TwinLife Documentation - ID Variables, Wave and Data Collection Identifiers

ID Variables, Wave and Data Collection Identifiers

In TwinLife, various ID variables/identifiers are available. Each person belongs to a family that has a unique family ID (fid) and to a household that has a unique household ID which is wave-specific (hid; a composite of the family ID and an indicator for the household).¹ Additionally, each person also has a unique person ID (pid, which is a composite of the family ID and the person type). Although the person types except for the twins can change (i.e. ‘700 - other person’ might change to ‘110 - partner of twin’, or ‘200 - surveyed sibling’ might change to ‘201 - non-surveyed sibling’), the person ID is invariable over time.
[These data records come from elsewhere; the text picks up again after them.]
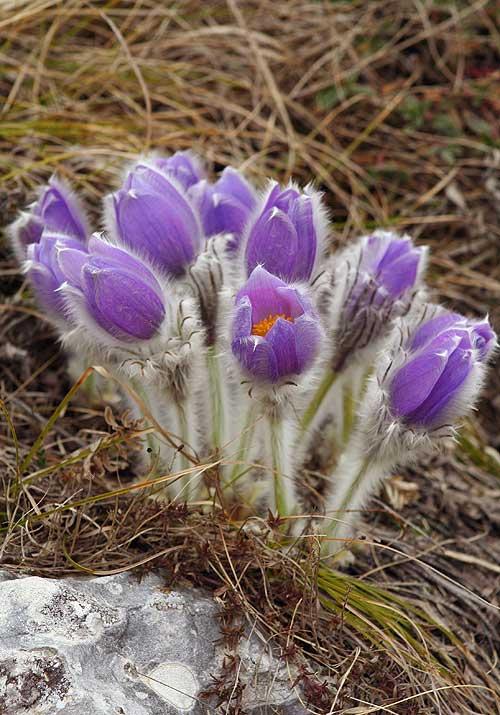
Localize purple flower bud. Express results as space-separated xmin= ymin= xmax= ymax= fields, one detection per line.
xmin=58 ymin=237 xmax=165 ymax=343
xmin=25 ymin=230 xmax=85 ymax=320
xmin=107 ymin=163 xmax=201 ymax=276
xmin=410 ymin=310 xmax=496 ymax=361
xmin=245 ymin=181 xmax=326 ymax=282
xmin=8 ymin=211 xmax=43 ymax=263
xmin=188 ymin=166 xmax=257 ymax=250
xmin=151 ymin=150 xmax=205 ymax=189
xmin=389 ymin=311 xmax=495 ymax=429
xmin=10 ymin=176 xmax=90 ymax=261
xmin=333 ymin=231 xmax=427 ymax=372
xmin=231 ymin=266 xmax=322 ymax=383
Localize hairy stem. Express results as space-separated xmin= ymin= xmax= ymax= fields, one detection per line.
xmin=342 ymin=381 xmax=356 ymax=445
xmin=207 ymin=346 xmax=225 ymax=455
xmin=323 ymin=450 xmax=389 ymax=554
xmin=223 ymin=402 xmax=257 ymax=489
xmin=268 ymin=416 xmax=295 ymax=516
xmin=301 ymin=369 xmax=338 ymax=432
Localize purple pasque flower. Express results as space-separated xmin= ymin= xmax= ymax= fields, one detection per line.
xmin=107 ymin=162 xmax=202 ymax=276
xmin=58 ymin=236 xmax=166 ymax=343
xmin=188 ymin=166 xmax=257 ymax=250
xmin=10 ymin=176 xmax=90 ymax=261
xmin=151 ymin=149 xmax=206 ymax=189
xmin=389 ymin=310 xmax=496 ymax=429
xmin=24 ymin=229 xmax=85 ymax=321
xmin=245 ymin=181 xmax=327 ymax=282
xmin=333 ymin=231 xmax=427 ymax=372
xmin=231 ymin=266 xmax=322 ymax=383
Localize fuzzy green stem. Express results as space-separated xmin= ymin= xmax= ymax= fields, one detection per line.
xmin=301 ymin=369 xmax=338 ymax=432
xmin=175 ymin=403 xmax=192 ymax=501
xmin=328 ymin=458 xmax=372 ymax=537
xmin=227 ymin=403 xmax=257 ymax=489
xmin=342 ymin=382 xmax=356 ymax=445
xmin=269 ymin=417 xmax=293 ymax=517
xmin=207 ymin=347 xmax=224 ymax=455
xmin=130 ymin=378 xmax=159 ymax=462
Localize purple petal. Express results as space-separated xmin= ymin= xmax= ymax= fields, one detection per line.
xmin=57 ymin=247 xmax=88 ymax=288
xmin=410 ymin=311 xmax=466 ymax=350
xmin=276 ymin=286 xmax=313 ymax=320
xmin=35 ymin=176 xmax=87 ymax=241
xmin=151 ymin=150 xmax=205 ymax=189
xmin=288 ymin=196 xmax=318 ymax=280
xmin=264 ymin=318 xmax=299 ymax=377
xmin=245 ymin=209 xmax=299 ymax=278
xmin=406 ymin=335 xmax=473 ymax=427
xmin=233 ymin=296 xmax=252 ymax=340
xmin=214 ymin=166 xmax=256 ymax=211
xmin=236 ymin=266 xmax=290 ymax=325
xmin=83 ymin=265 xmax=165 ymax=342
xmin=472 ymin=320 xmax=497 ymax=361
xmin=231 ymin=336 xmax=279 ymax=382
xmin=88 ymin=236 xmax=161 ymax=293
xmin=390 ymin=353 xmax=448 ymax=417
xmin=294 ymin=315 xmax=322 ymax=373
xmin=378 ymin=251 xmax=421 ymax=298
xmin=116 ymin=190 xmax=198 ymax=275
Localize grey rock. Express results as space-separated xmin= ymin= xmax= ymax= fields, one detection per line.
xmin=0 ymin=572 xmax=307 ymax=715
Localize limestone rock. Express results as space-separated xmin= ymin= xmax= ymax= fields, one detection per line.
xmin=0 ymin=572 xmax=306 ymax=715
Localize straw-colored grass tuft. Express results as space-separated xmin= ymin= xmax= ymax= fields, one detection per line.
xmin=0 ymin=0 xmax=500 ymax=715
The family ID consists of six digits: the first digit indicates the twin birth cohort (e.g., 1 for the first cohort; note that information about birth cohort is also coded in variable cgr); the other five digits are assigned randomly. ID variables are particularly important when different data files have to be combined. To match data of different survey waves in the family-wide-format, the variable fid needs to be used; to match the master data set with the person-format, the variable pid has to be used. Please note that time variable information in the master data set need to be reshaped into the long format in order to match the data with the person-format of the survey data. Before matching the master data set with the family format, the master data set has to be restructured to family format.

Furthermore, the variables with variable stem wav describe exactly in which survey wave (wav0200, wav0300) and subsample (wav0100) the data was assessed. The variable wid is the data collection identifier (wid == 1 stands for the first face-to-face household survey (F2F1), wid == 2 for the first telephone survey (CATI1), and so on).

¹ The indicator for the household and therefore the household ID itself are linked to the information whether the twins live in this household or not. It is possible that in two consecutive years two households with different household compositions have the same household ID. Therefore, hid should not be used for longitudinal analyses.